The counter-argument rests on one of intention. Speculators do not intend to cause mass suffering. We can debate whether or not that matters. But what they do do, and boast about doing, is profit from chaos. It’s a truism that volatility is ‘good’ for traders. It creates opportunities for explosive profits (as well as explosive losses). When a crisis hits – a drought, a war, a revolution – speculators are the first to act. In fact, the algorithms have often traded before the human traders are even aware. And this makes many finance professionals I spoke to sanguine about political risks. Many in the City of London, for example, were relaxed – even optimistic – about Brexit. The chaos of leaving the EU was just another event certain to breed volatility; volatility they were posed to exploit. 

And, as I documented in my book time and again, this volatility does bring mass human suffering.

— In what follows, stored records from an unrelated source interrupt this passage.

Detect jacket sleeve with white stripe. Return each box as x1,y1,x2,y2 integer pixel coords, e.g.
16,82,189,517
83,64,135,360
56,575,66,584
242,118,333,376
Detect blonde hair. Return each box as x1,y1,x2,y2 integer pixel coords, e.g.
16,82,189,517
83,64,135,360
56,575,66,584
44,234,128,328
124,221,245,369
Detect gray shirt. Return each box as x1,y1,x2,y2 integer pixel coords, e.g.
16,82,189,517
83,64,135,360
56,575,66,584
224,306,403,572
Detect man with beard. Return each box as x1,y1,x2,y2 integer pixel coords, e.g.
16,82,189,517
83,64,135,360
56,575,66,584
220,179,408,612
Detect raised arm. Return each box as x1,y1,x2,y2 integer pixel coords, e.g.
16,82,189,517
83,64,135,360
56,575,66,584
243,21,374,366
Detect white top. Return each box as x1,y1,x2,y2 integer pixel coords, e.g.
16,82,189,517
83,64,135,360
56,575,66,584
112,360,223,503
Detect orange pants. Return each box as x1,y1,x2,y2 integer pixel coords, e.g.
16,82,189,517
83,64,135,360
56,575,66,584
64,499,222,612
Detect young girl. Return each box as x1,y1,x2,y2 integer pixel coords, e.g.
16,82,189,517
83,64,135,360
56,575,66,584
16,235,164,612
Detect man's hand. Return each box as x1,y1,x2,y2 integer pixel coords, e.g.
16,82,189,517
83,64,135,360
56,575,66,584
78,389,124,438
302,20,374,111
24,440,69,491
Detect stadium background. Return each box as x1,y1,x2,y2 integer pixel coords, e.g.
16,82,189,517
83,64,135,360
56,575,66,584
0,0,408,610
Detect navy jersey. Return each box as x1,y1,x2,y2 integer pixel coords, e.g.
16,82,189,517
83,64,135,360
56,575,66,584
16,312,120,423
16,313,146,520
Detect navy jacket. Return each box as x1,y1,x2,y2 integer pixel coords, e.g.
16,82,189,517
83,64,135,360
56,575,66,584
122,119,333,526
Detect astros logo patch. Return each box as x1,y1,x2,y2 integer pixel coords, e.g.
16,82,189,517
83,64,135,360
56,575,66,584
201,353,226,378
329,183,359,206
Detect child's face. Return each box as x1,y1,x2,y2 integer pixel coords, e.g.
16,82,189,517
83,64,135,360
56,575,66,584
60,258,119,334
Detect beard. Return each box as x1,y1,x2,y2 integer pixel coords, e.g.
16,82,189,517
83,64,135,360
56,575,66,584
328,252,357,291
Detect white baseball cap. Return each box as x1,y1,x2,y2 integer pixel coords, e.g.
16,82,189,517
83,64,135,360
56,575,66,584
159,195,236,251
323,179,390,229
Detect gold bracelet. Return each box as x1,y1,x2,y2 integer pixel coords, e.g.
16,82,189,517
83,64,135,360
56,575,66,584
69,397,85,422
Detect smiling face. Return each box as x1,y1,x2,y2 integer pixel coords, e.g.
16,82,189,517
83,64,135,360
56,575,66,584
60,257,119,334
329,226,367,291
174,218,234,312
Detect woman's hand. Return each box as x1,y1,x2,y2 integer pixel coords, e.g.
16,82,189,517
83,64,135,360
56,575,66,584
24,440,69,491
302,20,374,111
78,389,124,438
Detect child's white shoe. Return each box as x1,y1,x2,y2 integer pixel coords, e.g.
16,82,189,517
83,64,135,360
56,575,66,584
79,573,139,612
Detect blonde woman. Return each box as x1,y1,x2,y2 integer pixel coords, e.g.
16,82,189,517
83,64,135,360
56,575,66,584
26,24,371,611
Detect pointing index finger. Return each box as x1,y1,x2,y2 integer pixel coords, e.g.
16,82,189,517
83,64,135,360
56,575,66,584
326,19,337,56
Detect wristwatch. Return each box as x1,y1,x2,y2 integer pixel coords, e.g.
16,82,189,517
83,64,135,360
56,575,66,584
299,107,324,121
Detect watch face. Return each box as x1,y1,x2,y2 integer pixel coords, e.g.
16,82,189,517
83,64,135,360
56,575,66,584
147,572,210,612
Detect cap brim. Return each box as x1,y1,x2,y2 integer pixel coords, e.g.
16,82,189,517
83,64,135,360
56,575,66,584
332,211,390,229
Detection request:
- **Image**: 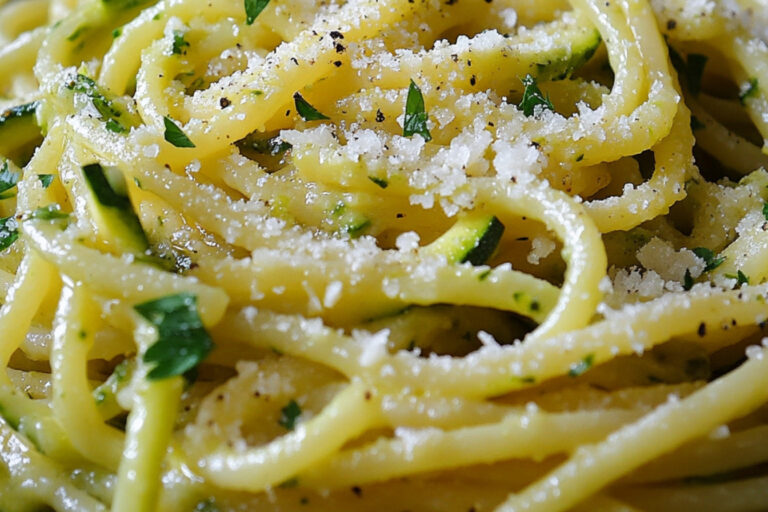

If we’re going to have a morality about suffering – as we must – we really need thing about causal cascades. And not just restrict ourselves to only blaming easy villains in faraway lands.

Farwa Sial: Rather than a break from the past, the pandemic was a reset which ended up deepening this inherently flawed pricing system. What does this mean for the future?

Rupert Russel: Sadly, the future is already playing out. When I finished the book, I wondered if the phenomena I was describing was diminishing. After all, commodities prices had been depressed overall since 2014. Economists told me of abundant overproduction of wheat and a coming green transition that would end the world’s addiction to oil. I thought that the history of the tumultuous 2010s stood up in its own right: the decade of global chaos deserved an explanation.

The war in Ukraine has shown precisely how the chaotic engine that powered the 2010s is still very much alive. In fact, the speed at which the war created chaos in the commodities markets, and those markets have transmitted that chaos across the world is far faster. Over the past six months, we’ve seen high commodity prices embolden Putin’s invasion, and that invasion has lead to surging commodity prices: inflation across the world, and a hunger crisis among the world’s most vulnerable. The way in which chaos spreads, mutates, and amplifies is due to the way in which modern financialised commodity markets are designed. This is why I called prices agents of chaos.